A video from yesterday's (June 1) eviction shared by MyLondon appeared to show fights breaking out between the police and the building’s occupants.

Claims of police heavy-handedness were made on social media and an image posted by Autonomous Winter Shelter said: “We can’t let them take people.”

The Evening Standard interviewed an activist who claimed to have been living inside for months. He said the place had more than 40 people, a lot of whom ran away when they saw the riot squad.

He added: “I am very angry. Others were terrified and ran away, most of the organisers are just trying to help rough sleepers.”

Andy Port, Supt for neighbourhoods in Central East, said while the police has sympathy for homeless people living in the premises, the squatters had been acting “outside the law”.

He added that, in addition to responding to the owner’s complaints, they were also acting on the concerns raised by neighbours.

He said: “We did not want it to come to the point where we have had to escort individuals from a premises, but attempts to engage with the group had proved unsuccessful.”

Because of what he called a lack of engagement from people inside, Supt Port said it was difficult to know how many people were present and the police had to prepare accordingly.

A spokesperson for the Met said one of the occupants fell ill when police were in attendance.
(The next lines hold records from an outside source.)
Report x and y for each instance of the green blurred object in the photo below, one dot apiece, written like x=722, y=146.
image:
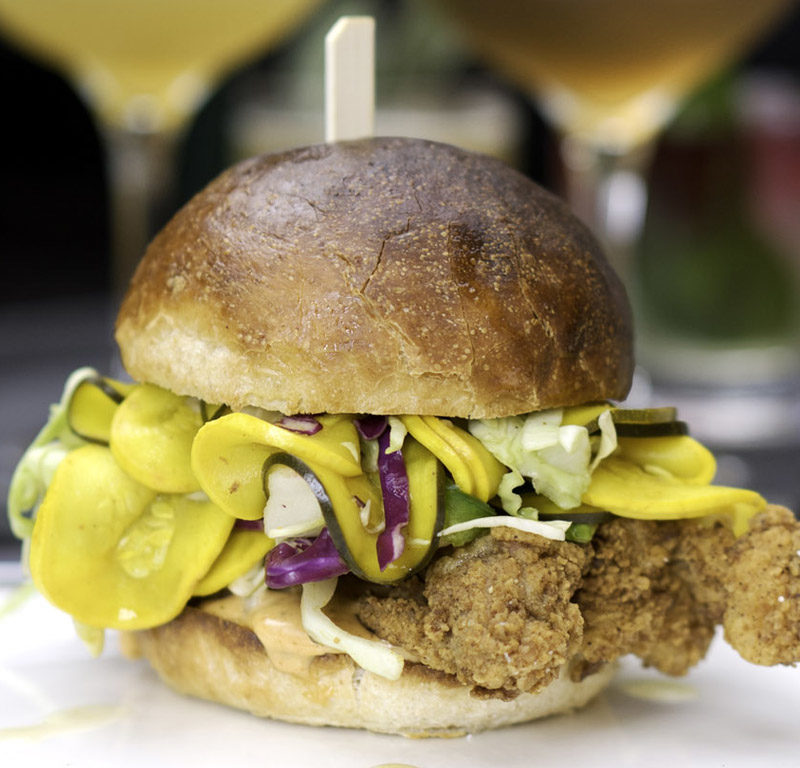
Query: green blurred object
x=707, y=271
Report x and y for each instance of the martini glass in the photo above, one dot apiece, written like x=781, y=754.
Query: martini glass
x=610, y=75
x=145, y=67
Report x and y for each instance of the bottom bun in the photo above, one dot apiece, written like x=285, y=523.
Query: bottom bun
x=203, y=655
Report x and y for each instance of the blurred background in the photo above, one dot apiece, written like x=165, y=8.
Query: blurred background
x=711, y=253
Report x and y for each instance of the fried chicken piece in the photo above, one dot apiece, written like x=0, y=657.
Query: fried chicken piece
x=497, y=613
x=505, y=613
x=762, y=615
x=658, y=589
x=634, y=598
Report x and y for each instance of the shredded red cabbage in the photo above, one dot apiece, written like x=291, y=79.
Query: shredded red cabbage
x=301, y=560
x=371, y=427
x=305, y=425
x=396, y=501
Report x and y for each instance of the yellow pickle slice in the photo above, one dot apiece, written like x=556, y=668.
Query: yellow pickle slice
x=151, y=438
x=243, y=550
x=473, y=468
x=624, y=489
x=228, y=456
x=114, y=553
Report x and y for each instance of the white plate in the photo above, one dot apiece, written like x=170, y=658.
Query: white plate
x=59, y=707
The person was given first aid at the scene by officers before the London Ambulance Service took him to hospital. He was reportedly since been discharged.

A review will be conducted of any interaction police had with the man before he became ill.

Supt Port acknowledged that the action “understandably” raised questions from those “unaware of the background and context” of the case.

He added: “As such we will continue to be open and transparent with the public in explaining the reasons behind our actions.”